Terry Melcher
- Category : Entertain-Music-Vocalist-Pop,-Rock,-etc.
- Type : ME
- Profile : 1/3 - Investigating / Martyr
- Definition : Split - Small (12,36)
- Incarnation Cross : RAX Explanation 1
Categories
- Birth Year: 1942
- Birthday: 08. February
- Birthplace: Albany, USA - New York
- Entertain-Music-Vocalist-Pop,-Rock,-etc.
- Profile: 1-3
- Type: Emotional Manifestor
- Inc.Cross: Explanation 1
- Definition: Double Split - Small (12,36)
- Variables: BRL-MRL
- 2145 The Money Line
- 2343 Structuring
- 4764 Abstraction
- 0463 Logic
- 1949 Synthesis
Biography
American noted family, a musician in his own right, and talented music producer.
Melcher is the son of Doris Day from her youthful first marriage to musician Al Jordan. His dad committed suicide by shooting himself and Terry took his last name from his mom's third husband, Marty Melcher. When his step-dad died, it seems that some $20 million was missing from the family coffers.

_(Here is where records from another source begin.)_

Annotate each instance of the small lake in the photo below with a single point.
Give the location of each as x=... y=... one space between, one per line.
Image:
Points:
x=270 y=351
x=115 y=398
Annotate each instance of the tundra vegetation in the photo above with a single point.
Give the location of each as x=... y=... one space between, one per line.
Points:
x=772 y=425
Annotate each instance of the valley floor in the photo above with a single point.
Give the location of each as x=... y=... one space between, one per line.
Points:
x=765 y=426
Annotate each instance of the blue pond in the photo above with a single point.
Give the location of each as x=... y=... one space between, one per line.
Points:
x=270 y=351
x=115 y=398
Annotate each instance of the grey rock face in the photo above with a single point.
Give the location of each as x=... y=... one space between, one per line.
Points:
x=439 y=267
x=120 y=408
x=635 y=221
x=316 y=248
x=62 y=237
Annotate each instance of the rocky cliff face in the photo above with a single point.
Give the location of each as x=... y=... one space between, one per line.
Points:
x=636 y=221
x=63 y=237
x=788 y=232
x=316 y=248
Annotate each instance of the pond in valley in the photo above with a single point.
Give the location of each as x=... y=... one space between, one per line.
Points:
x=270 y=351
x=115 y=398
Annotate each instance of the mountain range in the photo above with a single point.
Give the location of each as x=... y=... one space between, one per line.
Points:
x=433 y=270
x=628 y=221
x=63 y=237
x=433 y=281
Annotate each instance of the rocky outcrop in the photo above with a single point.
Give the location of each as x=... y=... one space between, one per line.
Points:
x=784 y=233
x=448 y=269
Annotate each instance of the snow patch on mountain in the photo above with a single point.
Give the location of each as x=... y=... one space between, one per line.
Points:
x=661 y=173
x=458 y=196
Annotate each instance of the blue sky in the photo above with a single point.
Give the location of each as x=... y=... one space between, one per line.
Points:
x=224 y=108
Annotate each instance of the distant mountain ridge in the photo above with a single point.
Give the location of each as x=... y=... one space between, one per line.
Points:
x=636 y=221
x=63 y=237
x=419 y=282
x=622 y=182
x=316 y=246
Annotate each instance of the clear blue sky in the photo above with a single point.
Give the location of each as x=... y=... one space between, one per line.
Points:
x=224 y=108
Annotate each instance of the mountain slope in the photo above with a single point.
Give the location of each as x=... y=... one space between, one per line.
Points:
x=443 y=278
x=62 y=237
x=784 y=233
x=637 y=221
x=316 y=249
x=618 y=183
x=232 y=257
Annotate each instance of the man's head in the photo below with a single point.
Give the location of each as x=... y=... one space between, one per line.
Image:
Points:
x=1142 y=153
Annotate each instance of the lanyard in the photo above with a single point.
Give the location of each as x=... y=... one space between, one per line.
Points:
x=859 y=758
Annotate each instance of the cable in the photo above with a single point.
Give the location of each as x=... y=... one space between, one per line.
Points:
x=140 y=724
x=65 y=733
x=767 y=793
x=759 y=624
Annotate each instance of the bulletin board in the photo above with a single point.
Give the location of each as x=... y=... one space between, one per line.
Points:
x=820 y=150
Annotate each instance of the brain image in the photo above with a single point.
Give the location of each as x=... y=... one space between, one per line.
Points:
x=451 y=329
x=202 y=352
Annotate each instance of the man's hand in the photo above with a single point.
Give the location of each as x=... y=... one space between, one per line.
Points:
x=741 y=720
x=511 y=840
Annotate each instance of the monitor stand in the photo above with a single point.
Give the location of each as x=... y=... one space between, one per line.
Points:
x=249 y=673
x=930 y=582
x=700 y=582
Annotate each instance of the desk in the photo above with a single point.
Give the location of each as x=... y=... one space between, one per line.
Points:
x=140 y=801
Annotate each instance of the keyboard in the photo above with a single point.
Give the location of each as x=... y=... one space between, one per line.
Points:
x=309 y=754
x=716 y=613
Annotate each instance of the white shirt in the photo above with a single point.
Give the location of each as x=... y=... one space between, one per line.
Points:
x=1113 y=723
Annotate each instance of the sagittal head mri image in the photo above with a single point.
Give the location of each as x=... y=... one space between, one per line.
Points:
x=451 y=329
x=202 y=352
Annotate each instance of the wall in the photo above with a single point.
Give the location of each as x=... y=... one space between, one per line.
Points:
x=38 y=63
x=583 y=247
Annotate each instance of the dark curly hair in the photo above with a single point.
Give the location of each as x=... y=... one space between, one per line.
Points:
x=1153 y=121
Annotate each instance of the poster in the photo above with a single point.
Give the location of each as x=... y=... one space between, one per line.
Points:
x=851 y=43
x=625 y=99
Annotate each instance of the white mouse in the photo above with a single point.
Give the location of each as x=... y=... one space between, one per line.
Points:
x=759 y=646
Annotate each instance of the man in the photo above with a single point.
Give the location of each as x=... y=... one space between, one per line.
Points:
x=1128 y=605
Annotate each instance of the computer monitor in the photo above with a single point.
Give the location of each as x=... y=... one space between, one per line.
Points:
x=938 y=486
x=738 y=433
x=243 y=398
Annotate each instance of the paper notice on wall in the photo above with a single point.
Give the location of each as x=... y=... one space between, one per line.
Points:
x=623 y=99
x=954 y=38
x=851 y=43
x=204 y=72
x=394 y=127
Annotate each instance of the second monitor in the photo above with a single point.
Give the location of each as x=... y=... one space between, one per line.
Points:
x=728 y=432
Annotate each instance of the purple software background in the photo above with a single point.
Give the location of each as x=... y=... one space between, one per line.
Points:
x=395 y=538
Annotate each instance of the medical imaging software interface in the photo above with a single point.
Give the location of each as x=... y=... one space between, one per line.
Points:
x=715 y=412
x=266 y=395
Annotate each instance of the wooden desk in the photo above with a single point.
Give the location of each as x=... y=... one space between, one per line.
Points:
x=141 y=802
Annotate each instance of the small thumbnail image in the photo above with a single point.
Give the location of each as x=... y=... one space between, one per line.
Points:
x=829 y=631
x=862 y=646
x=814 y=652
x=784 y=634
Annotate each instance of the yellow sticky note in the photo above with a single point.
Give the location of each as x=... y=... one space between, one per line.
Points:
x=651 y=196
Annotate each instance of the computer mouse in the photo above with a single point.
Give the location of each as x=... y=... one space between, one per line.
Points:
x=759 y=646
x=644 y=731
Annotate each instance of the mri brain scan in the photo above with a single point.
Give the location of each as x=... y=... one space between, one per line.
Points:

As a youth, he was drawn to the golden skids of Hollywood's easy pills and booze. A singer, he became a record producer with his own production company, "Equinox."
Acquainted with hanger-on and wannabe Charlie Manson, he grew leery when Manson kept pressing him for a record contract. With his mom in financial straits, he left the big house in which he was living with model Candice Bergen and rented it to Roman Polanski and his pregnant wife, Sharon Tate. It was Tate and her friends who were home when they had company the night of 8/09/1969, the Manson gang on a deadly mission.
Melcher remained close to his mother. He often composed songs for her projects and was an executive producer of her television series, "The Doris Day Show" from 1968-1972. Melcher himself was a talented musician and issued two solo albums, but his primary contribution was providing back-up to such groups as the Beach Boys. He became a staff producer for Columbia Records in the mid-'60s and helped the label become successful on the rock and folk scene. He turned Paul Revere and the Raiders into a mainstream pop group, produced Columbia's version of Bob Dylan's "Mr. Tambourine Man" and Pete Seeger's "Turn, Turn, Turn"
Melcher pre-deceased his famous mother, dying of cancer (melanoma) on November 19, 2004 at his home in Beverly Hills, CA. He was survived by his second wife Terese and a son Ryan from a previous marriage.